The Sandersville Progress chose to focus on the comments from community members (including threats of releasing IP addresses to our local police department) and do a front-page story on the dangers of using the Internet.  Rather than informing our community on what happened, they used a fear tactic to keep them from being engaged and expressing their thoughts on the story.  The Spotlight just reprinted the same story from Fox 24 news.  Had either newspaper had an online site, they could have broke the news earlier instead of waiting a week or more later until the print date.  They also could have done a better job of reporting the story, and could have approached it from so many angles.  But I guess it goes back to what we’ve been learning all year in the Community Journalism program here at the University of Alabama.  Running a community newspaper sometimes comes down to who you know, and the fact that if you run a story about a prominent judge in the county that you also attend church with, it may not go over so well the next Sunday during prayer and worship.

  1. Kristy Shaulis says:

    I applaud your decision to try to do what you can for your hometown even though you’ve moved away. At times, I’ve been incredibly frustrated with my hometown newspaper (even though they do have a website) because they make so many basic, simple mistakes and their web strategy seems so outdated. However, I think sometimes that is often also because it is a newspaper that tries to give local reporters an opportunity to learn and things slip through the cracks. If I look back at some of my own stories, I’m sure there are mistakes that printed that would make me cringe today. Regardless, I think what you’re doing is great, and I think that what you’ve learned at UA can really be a great resource your community.

    • sarahcoleua says:

      I feel your pain. I know you read my post about the Demopolis Times. Yes, we have a website, but it’s almost as if we don’t since they don’t have a full understanding of how to properly utilize that outlet. It’s sad, but the Times and your hometown papers need are people like you who know what’s going on, and who understand the importance of establishing yourself digitally. You don’t have to move back home, but maybe you can pitch some ideas to them. Guide them. Give them advice (and then make them do all the dirty work…I’m kidding). But seriously. I think you have some fantastic ideas swirling around in that head of yours. So who knows, maybe when you actually have some free time on your hands, you can contact those papers and give them a piece of your mind.

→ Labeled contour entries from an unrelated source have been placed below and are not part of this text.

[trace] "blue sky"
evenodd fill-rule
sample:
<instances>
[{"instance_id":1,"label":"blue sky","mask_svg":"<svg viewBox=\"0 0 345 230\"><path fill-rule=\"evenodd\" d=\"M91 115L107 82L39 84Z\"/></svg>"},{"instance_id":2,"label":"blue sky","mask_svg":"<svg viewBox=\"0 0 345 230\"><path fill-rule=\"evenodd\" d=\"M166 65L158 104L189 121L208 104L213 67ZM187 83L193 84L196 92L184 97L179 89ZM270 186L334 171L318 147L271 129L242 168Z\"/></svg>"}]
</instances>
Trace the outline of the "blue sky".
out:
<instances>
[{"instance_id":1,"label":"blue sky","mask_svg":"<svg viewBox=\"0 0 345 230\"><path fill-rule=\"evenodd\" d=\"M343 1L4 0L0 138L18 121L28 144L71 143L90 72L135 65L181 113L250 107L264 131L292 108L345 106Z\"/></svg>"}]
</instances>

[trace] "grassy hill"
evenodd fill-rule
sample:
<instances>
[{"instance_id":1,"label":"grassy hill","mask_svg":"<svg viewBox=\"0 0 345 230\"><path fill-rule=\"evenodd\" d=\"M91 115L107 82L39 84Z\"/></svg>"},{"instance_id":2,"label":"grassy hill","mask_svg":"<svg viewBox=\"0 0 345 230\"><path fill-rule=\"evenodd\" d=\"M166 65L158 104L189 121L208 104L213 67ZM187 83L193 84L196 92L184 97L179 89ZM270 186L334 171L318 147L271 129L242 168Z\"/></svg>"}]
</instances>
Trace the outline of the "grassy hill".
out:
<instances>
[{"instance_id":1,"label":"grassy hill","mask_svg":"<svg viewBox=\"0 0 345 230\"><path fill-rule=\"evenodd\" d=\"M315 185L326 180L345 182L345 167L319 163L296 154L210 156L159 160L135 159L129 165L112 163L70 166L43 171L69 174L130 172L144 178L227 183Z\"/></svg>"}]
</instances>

      And I totally agree. Running a small-town paper is way different from those big city papers. Everyone knows everyone, and one thing you don’t want to do is cause controversy over something you printed in the paper. But then it’s not fair to those journalists who are required to report the truth. They’re having to hold back information to protect the already tattered reputations of their fellow community members. Maybe it’s ethically sound on that side of the argument, but what about their devotion to the world of journalism? There will always be a constant battle between the two. Sigh. Guess we just can’t win.

  2. christicowan says:


    I think the short answer is no, you probably cannot effectively run a community website like that without living and interacting there. However, maybe you could use your skills in web development and analytics to help the newspaper staff figure it out. Perhaps you could be a consultant of sorts to get the project off the ground. Best of luck!